I think 1.e4 c5 2.f4 Nc6 inferior to 2...d5; 2...e6 and even 2...g6. I am not sure yet, what White's best is after 1.e4 c5 2.f4 Nc6 3.Nf3 e6 as 4.Be2 idea d5 5.d3 might be worth a try. 4.c3 goes back to the famous McDonnell - De la Bourdonnais match of 1834. It has been dismissed since then because of d5. This also looks strong after 4.c4 d5.
White's main move (I will have another look at 4.Be2) seems to be 4.Nc3 then, which is another transposition: 1.e4 c5 2.Nc3 Nc6 3.f4 e6 (g6 is the most important system) 4.Nf3.
a)4...Nge7 5.d4.
b)4...d5 5.Bb5 Nge7 and now 6.exd5 might be best, as 6.Qe2 and 6.o-o can be answered with dxe4.
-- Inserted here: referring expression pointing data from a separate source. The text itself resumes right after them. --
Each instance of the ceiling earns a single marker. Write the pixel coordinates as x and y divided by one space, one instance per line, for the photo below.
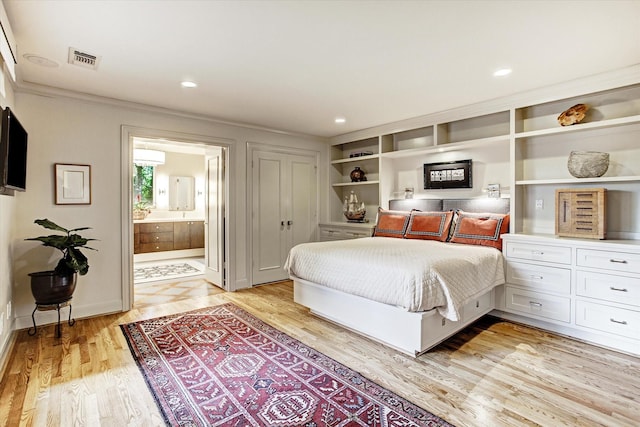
297 65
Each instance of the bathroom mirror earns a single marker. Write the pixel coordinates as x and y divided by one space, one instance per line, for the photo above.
181 193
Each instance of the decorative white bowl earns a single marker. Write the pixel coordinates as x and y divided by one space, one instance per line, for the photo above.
588 164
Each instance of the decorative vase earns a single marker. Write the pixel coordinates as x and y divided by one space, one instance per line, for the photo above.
588 164
357 175
49 287
353 209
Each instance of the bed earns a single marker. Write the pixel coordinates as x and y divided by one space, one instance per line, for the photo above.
409 288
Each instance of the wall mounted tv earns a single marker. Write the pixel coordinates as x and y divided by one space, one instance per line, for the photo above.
13 153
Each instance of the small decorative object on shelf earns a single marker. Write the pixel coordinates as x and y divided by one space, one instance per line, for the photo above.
573 115
588 164
353 210
357 175
408 193
361 153
581 212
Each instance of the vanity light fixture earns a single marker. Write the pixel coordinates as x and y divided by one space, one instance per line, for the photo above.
501 72
144 157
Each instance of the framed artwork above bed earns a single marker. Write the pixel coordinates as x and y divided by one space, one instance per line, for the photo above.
443 175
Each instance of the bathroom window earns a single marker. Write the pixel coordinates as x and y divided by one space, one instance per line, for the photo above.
143 180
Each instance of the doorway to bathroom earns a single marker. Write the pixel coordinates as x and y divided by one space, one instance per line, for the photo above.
178 197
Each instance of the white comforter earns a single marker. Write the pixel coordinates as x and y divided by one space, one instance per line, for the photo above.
417 275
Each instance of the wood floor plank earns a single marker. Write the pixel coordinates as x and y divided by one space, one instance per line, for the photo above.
493 373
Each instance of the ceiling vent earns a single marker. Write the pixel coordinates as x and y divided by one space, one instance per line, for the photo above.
83 59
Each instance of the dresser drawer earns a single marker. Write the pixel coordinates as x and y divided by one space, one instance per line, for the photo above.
538 304
609 260
539 277
330 234
156 237
608 319
156 227
343 233
156 247
608 287
533 252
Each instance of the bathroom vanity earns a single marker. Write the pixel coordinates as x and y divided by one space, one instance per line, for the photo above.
157 235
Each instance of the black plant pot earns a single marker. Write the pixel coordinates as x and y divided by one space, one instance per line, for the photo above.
48 287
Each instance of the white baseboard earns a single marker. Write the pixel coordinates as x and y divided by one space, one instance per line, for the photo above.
78 312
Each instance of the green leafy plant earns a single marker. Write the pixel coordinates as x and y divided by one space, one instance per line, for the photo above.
69 243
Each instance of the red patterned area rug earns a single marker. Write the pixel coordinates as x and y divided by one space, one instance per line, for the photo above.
221 366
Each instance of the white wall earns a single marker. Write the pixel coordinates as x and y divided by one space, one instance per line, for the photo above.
7 232
65 130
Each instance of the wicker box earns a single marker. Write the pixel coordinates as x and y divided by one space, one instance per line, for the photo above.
581 212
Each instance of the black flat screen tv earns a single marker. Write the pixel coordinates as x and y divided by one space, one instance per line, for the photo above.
13 153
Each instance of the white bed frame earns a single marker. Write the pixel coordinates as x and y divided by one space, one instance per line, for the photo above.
412 333
409 332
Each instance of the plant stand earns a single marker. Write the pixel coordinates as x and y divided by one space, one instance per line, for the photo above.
52 306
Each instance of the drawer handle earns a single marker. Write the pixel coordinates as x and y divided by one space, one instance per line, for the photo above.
618 289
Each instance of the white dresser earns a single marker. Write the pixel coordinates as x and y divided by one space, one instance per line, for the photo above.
585 289
344 230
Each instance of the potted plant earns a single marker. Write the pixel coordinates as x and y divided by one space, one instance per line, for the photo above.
57 285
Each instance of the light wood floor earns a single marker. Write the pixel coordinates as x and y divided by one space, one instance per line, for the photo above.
493 373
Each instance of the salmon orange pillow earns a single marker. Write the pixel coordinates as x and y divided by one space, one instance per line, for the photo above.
429 225
480 229
391 223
c)4...d5 5.Bb5 Nf6 6.Bxc6 bxc6 7.e5 and I think White can hope for an advantage, if he plays in Nimzo-Indian style (basically b3, d3, Ba3, Na4 and c4 in some move order).

I would welcome any contribution of those, who (dis)agree.
  

The book had the effect good books usually have: it made the stupids more stupid, the intelligent more intelligent and the other thousands of readers remained unchanged.